Indian government bond yields are likely to trend lower at the start of the week, tracking a decline in U.S. Treasury yields, as weak economic data aided bets on easing monetary policy. The benchmark 10-year yield is expected to hover in a 7.03%-7.08% range, following its previous close of 7.0572%, a trader with a private bank said.
“We may see some bullish moves as the 10-year U.S. yield has ended below the critical level of 4.20% after some days, and if the trend persists, technically it opens the door for a move towards the 4% mark,” the trader said.

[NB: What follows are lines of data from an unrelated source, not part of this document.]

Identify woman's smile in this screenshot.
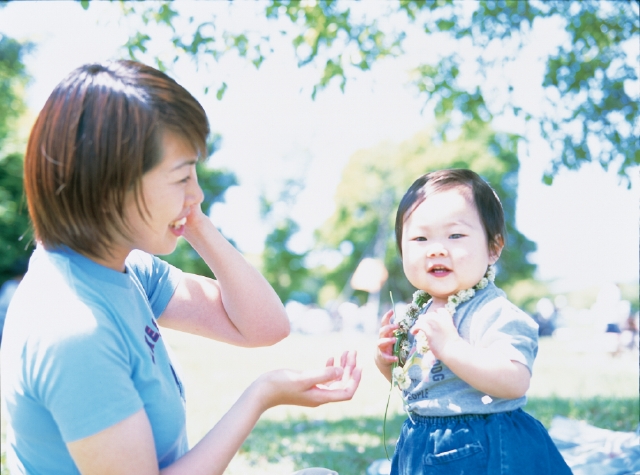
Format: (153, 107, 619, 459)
(169, 217, 188, 236)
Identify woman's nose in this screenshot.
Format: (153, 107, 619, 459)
(186, 171, 204, 206)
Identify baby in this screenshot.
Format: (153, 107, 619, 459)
(375, 169, 572, 474)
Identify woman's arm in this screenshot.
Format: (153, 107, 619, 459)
(68, 351, 361, 475)
(412, 309, 530, 399)
(158, 205, 289, 347)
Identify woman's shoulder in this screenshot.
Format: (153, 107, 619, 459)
(7, 251, 126, 344)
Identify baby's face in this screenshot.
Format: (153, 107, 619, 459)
(401, 186, 498, 306)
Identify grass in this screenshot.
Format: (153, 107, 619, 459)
(2, 330, 638, 474)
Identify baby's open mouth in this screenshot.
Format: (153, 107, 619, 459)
(169, 217, 187, 229)
(429, 265, 451, 275)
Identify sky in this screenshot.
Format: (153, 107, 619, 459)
(1, 1, 638, 295)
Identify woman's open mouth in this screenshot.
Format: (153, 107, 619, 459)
(169, 217, 187, 235)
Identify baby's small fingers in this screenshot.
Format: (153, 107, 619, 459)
(378, 337, 397, 350)
(379, 353, 398, 364)
(379, 323, 398, 338)
(381, 309, 394, 326)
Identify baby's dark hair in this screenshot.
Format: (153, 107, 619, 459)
(394, 169, 506, 257)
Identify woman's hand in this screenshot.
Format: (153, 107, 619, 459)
(374, 309, 398, 382)
(256, 350, 362, 410)
(181, 201, 211, 241)
(159, 200, 290, 347)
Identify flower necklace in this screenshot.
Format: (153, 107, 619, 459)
(382, 264, 496, 459)
(391, 264, 496, 389)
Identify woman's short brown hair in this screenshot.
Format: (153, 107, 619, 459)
(24, 60, 209, 259)
(395, 169, 506, 258)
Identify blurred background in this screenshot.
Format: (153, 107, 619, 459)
(0, 1, 638, 474)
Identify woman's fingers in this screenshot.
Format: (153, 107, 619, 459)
(340, 350, 355, 381)
(314, 366, 362, 403)
(261, 352, 362, 408)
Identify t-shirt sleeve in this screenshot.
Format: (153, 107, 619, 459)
(470, 297, 539, 374)
(126, 251, 183, 317)
(35, 309, 143, 443)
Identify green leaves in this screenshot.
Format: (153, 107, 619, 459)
(215, 82, 227, 101)
(0, 36, 34, 282)
(99, 0, 638, 182)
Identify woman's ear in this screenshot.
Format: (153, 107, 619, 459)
(489, 235, 504, 264)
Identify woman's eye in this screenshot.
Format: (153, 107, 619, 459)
(179, 176, 190, 184)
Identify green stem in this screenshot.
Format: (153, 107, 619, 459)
(383, 291, 398, 461)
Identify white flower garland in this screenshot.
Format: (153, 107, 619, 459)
(391, 264, 496, 390)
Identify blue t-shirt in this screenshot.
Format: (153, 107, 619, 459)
(396, 282, 539, 416)
(1, 246, 186, 474)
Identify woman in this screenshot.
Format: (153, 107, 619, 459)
(1, 60, 360, 475)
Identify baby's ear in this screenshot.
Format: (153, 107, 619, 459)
(489, 235, 504, 264)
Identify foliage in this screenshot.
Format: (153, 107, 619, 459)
(0, 33, 31, 147)
(89, 0, 639, 184)
(0, 32, 34, 284)
(0, 153, 32, 283)
(503, 278, 551, 315)
(259, 177, 320, 304)
(619, 282, 640, 314)
(315, 124, 536, 305)
(261, 217, 316, 304)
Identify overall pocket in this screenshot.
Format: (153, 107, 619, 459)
(424, 441, 484, 465)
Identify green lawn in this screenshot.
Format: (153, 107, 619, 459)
(2, 330, 638, 474)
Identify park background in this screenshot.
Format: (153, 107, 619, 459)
(0, 1, 638, 473)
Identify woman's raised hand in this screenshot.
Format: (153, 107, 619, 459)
(255, 351, 361, 410)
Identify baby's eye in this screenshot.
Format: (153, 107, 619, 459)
(414, 236, 427, 242)
(449, 234, 464, 239)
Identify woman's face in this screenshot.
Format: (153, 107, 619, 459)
(101, 131, 204, 270)
(401, 186, 499, 307)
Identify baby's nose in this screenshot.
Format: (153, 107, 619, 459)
(426, 242, 447, 256)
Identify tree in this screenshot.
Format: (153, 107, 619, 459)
(315, 123, 536, 305)
(259, 177, 319, 304)
(83, 0, 639, 184)
(0, 31, 34, 284)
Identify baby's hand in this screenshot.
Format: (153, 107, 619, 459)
(411, 308, 461, 359)
(375, 309, 398, 368)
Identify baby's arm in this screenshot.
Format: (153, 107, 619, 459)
(412, 309, 530, 399)
(374, 309, 398, 383)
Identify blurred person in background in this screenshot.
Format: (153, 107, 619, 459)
(1, 60, 360, 475)
(532, 297, 558, 337)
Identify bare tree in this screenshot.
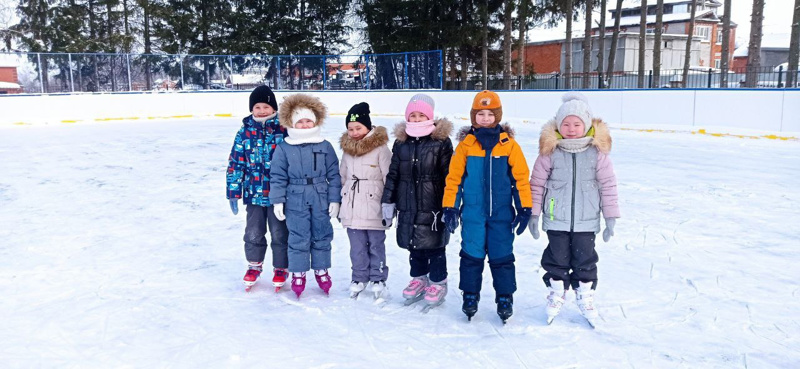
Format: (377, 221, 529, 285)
(582, 0, 593, 88)
(786, 0, 800, 88)
(682, 0, 698, 87)
(606, 0, 624, 87)
(503, 0, 513, 89)
(745, 0, 765, 87)
(653, 0, 664, 87)
(720, 0, 732, 87)
(565, 0, 573, 89)
(637, 0, 647, 88)
(597, 0, 607, 88)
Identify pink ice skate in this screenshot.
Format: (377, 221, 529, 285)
(291, 272, 306, 299)
(314, 269, 332, 295)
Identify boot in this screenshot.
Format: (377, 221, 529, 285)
(272, 268, 288, 292)
(496, 295, 513, 323)
(423, 278, 448, 307)
(575, 281, 599, 327)
(314, 269, 332, 295)
(402, 275, 429, 305)
(462, 292, 480, 321)
(291, 272, 306, 299)
(546, 278, 566, 325)
(243, 262, 263, 291)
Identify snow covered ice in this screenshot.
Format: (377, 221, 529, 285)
(1, 115, 799, 368)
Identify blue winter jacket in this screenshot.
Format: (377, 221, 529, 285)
(226, 114, 287, 206)
(269, 140, 342, 209)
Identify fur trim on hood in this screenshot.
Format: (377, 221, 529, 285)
(456, 123, 516, 142)
(340, 126, 389, 157)
(539, 118, 611, 155)
(392, 118, 453, 142)
(278, 93, 328, 129)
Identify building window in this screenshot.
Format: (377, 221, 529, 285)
(694, 26, 711, 41)
(717, 30, 723, 44)
(715, 59, 720, 69)
(673, 4, 688, 13)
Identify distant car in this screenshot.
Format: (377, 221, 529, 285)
(208, 83, 227, 90)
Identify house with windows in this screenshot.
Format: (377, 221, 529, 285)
(513, 0, 736, 75)
(0, 64, 22, 94)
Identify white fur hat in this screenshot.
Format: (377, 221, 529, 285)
(291, 107, 317, 126)
(555, 92, 593, 136)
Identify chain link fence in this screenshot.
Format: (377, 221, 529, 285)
(0, 50, 443, 94)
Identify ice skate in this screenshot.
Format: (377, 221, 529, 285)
(462, 292, 480, 321)
(402, 275, 429, 306)
(349, 281, 366, 299)
(291, 272, 306, 299)
(546, 278, 566, 325)
(420, 279, 447, 313)
(496, 295, 513, 324)
(314, 269, 332, 296)
(272, 268, 288, 292)
(575, 281, 599, 328)
(370, 280, 387, 300)
(243, 262, 263, 292)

U.S. yields eased on Friday, with the 10-year yield easing to levels last seen three weeks ago after U.S. manufacturing slumped further in February, marginally improving bets for May rate cuts by the Federal Reserve.
The odds for a rate cut in May improved to 28%, up from 24% last week, according to the CME FedWatch tool. Back home, traders continue to await fresh domestic cues at a time when central government bond supply has stopped, while states continue to undershoot their borrowing on a consistent basis.
Indian states aim to raise 279.81 billion rupees ($3.38 billion) through the sale of bonds, against the 381.66 billion rupees on the calendar. Meanwhile, India’s economy grew 8.4% in the October-December quarter, much faster than market estimates of 6.6% and also higher than the 7.6% growth in the previous three months, but did little to alter rate cut expectations.
However, the third-quarter GDP print may be overstating growth, economists said, pointing to a more modest increase in gross value added in the economy. In February, the central bank kept rates unchanged for a sixth consecutive time and reiterated its commitment to meet its 4% inflation target on a sustainable basis.